# Dynabrute



## GoodwrenchIntim (Feb 22, 2005)

Anyone have one of these??? Im looking for a scan( would be best as I could print an cut it out an copy it to a peice of brass)/ pics of the chassis as I would like to build a homemade one for these 2 bodies I have, You also see a riggins body, original chassis(left side missing some parts) an a custom home built(right side) I made


----------



## videojimmy (Jan 12, 2006)

I have one... very cool car. this site might be more helpful though

http://www.slotcar.info/documents/hersteller/dynabrute/dynabrute.html


----------



## Piz (Apr 22, 2002)

I think I have a couple of those chassis . I will lokk through my boxes and see if I can find them if yiou are interested.


----------



## GoodwrenchIntim (Feb 22, 2005)

I am interested if you have a couple


----------



## AfxToo (Aug 29, 2003)

I have a DynaBrute that's in need of reassembly and at some point I'll get it put back together as close to original form as I can get it. The DynaBrute was somewhat intriguing but suffered from a few noteworthy flaws. The most disappointing was the level of finish on the production version being less than what was shown in the prototype. The production version had solid plastic front wheels with the raised outer edge serving as the tire. I'm sure it was a nice low friction arrangement that worked well on routed tracks but on home setups the plastic-on-plastic sound was obnoxious. Second, the sponge foam tires came in semi trued form and really needed to be glued to the wheels and trued for decent performance. Third, the overall width of the car was too wide for easy side by side passing of two DynaBrutes on Aurora track. Fourth, the gear ratio was not changeable because the crown gear was part of the wheel and the motor could not be moved. Fifth, the pickups wore out very quickly and DynaBrute parts could be hard to find. The anglewinder setup was interesting and I seem to recall it tested very well in cornering in the Car Model review. The gear mesh was very good. The bodies were not bad but the Riggen ones were a little crisper. I have the orange VW Bug body. 

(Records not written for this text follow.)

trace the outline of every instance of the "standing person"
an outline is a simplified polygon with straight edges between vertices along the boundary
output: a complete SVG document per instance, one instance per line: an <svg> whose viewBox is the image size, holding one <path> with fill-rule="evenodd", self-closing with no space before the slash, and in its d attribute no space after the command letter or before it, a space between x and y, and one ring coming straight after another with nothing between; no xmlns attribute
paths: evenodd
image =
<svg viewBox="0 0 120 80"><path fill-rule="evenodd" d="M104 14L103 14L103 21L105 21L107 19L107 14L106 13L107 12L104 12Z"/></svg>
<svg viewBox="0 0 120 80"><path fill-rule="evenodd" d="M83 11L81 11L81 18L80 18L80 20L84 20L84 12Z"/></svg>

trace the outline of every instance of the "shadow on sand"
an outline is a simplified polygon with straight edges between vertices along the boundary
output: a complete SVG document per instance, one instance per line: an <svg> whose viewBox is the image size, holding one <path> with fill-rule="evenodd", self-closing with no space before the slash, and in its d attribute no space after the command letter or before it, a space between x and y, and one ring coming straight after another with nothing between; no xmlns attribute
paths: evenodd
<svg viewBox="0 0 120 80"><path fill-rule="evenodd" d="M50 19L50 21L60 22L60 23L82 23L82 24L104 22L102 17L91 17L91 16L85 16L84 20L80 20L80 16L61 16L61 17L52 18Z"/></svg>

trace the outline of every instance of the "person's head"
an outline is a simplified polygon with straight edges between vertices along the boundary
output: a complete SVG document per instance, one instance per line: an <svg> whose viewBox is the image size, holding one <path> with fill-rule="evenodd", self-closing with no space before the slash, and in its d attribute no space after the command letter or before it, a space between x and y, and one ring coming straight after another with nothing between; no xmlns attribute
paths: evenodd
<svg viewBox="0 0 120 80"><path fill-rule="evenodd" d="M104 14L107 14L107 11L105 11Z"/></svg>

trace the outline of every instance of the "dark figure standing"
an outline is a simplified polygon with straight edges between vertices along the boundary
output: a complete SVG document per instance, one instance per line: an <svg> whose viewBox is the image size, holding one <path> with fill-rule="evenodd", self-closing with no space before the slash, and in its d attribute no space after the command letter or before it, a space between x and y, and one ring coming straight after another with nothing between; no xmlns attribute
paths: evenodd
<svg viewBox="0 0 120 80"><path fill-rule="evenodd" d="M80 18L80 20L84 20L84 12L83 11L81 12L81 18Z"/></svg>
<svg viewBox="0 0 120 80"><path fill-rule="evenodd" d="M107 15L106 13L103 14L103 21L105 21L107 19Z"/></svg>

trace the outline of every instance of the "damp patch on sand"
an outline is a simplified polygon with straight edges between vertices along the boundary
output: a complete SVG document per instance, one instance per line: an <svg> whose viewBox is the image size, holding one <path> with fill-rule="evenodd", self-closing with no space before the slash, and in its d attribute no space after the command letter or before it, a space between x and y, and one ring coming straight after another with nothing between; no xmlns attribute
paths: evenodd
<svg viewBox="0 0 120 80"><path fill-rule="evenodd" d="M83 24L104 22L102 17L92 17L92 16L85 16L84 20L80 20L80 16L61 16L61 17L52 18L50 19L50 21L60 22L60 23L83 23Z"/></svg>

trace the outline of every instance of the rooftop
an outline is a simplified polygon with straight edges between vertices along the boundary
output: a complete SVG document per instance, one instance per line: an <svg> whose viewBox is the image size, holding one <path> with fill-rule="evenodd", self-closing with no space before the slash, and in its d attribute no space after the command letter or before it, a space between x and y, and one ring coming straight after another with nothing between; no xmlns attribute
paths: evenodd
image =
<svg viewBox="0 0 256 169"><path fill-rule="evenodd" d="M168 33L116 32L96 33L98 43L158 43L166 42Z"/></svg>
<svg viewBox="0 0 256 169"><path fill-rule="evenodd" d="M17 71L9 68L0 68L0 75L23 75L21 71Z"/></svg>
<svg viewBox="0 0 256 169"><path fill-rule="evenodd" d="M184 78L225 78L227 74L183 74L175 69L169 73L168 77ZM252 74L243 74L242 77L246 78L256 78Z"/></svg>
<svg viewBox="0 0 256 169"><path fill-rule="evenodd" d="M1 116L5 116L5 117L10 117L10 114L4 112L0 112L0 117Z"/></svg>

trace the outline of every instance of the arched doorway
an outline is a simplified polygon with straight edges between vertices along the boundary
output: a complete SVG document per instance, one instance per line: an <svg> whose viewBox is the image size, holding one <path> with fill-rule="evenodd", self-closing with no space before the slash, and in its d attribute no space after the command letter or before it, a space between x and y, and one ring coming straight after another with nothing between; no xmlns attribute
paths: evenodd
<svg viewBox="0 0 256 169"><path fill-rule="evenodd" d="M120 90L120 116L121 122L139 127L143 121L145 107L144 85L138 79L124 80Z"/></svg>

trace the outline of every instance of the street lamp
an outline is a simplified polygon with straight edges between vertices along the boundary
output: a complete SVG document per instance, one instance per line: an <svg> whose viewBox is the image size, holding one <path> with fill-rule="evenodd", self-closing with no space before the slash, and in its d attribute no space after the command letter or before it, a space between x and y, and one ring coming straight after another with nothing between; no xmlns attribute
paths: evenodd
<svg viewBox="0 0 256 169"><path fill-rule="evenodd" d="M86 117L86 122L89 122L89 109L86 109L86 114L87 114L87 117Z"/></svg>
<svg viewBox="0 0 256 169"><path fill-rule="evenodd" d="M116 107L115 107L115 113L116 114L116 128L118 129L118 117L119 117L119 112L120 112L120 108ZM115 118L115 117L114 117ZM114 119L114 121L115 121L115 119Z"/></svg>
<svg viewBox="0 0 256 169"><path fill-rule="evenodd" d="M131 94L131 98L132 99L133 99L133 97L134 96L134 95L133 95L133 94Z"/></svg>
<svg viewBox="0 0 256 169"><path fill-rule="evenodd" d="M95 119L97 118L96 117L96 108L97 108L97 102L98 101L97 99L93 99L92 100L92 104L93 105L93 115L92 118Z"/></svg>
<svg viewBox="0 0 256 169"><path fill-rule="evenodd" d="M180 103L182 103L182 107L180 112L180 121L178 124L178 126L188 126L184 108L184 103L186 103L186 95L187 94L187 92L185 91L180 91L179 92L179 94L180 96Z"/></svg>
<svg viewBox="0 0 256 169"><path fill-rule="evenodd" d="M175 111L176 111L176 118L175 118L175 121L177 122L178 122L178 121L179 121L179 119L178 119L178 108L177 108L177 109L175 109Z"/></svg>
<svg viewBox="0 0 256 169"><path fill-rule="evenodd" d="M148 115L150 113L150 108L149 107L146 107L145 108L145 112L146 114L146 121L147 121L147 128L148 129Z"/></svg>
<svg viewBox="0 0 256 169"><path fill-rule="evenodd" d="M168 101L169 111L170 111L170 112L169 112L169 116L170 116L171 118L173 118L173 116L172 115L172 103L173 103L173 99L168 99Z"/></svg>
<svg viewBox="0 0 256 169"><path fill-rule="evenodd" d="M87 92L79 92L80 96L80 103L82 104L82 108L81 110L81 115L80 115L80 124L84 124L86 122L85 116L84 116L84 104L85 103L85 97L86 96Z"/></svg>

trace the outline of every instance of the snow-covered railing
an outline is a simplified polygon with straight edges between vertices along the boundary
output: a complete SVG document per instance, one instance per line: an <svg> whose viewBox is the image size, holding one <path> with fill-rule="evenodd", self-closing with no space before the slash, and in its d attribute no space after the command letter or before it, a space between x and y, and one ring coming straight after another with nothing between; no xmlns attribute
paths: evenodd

Definitely an interesting concept that may have made a bigger difference if it had a larger company behind it. The Riggen and the DynaBrute were probably the closest HO ever came to delivering a serious race chassis for the consumer market in their era. Tyco toyed with the idea of a brass chassis race platform that would have competed and potentially dominated that genre, but then some knuckleheads decided they wanted to sling some potholder magnets on the bottom of HO slot cars and the quest for gravity exploitation was overshadowed by magnetic lines of flux seeking out compliant rails.


----------



## Piz (Apr 22, 2002)

I found one dyna brute it missing the pick up shoes and rear tires. Otherwise looks to be complete and running condition.


----------



## GoodwrenchIntim (Feb 22, 2005)

ill pm you


----------



## Rawafx (Jul 20, 1999)

I've got a twin-motored four-wheel drive Dyna-Brute that I got in a huge stash of stuff I bought about ten years ago. It is the one of the coolest cars I carry with me to races, along with lexan-bodied AJ's silcone-toting Vibrators.

Bob Weichbrodt
"Rawafx"
W-S, NC


----------



## grungerockjeepe (Jan 8, 2007)

Sweet! Id love to score a nice 'brute someday. I have a couple of the repro Riggen cars and theyre a blast.


----------



## GoodwrenchIntim (Feb 22, 2005)

Rawafx said:


> I've got a twin-motored four-wheel drive Dyna-Brute that I got in a huge stash of stuff I bought about ten years ago. It is the one of the coolest cars I carry with me to races, along with lexan-bodied AJ's silcone-toting Vibrators.
> 
> Bob Weichbrodt
> "Rawafx"
> W-S, NC


How about some pics??????


----------



## Rawafx (Jul 20, 1999)

I've tried to post pictures but they are always too big. Maybe soemone will enlighten me on the process.

Bob Weichbrodt
"Rawafx"
W-S, NC


----------



## GoodwrenchIntim (Feb 22, 2005)

upload to photobucket.com( its free) you can choose the size you want to upload, after uploading copy the url that starts with


----------



## Bill Hall (Jan 6, 2007)

Be sure to select what size you want. It will be on the right side just a bit under the "choose pix from" list.


----------



## slotcarman12078 (Oct 3, 2008)

Bill Hall said:


> Be sure to select what size you want. It will be on the right side just a bit under the "choose pix from" list.


640X480 is a good size


----------



## GoodwrenchIntim (Feb 22, 2005)

I usally use 1024 x 768 since most is not everyone has a 17 inch or bigger monitor


----------



## 1scalevolvo (Feb 5, 2004)

*This is my Dyna-Brute 240Z from the '70's*

I have had this since back in the day.I bought/traded this car from a friend in the early ' 70's. Car is complete but I have never tried to "fire it up" so far. Parts seem impossible to get & the unique gear train is not friendly to any modification.Mabuchi motor is fairly common but the rest need fabrication at this point.



Neal:dude:


----------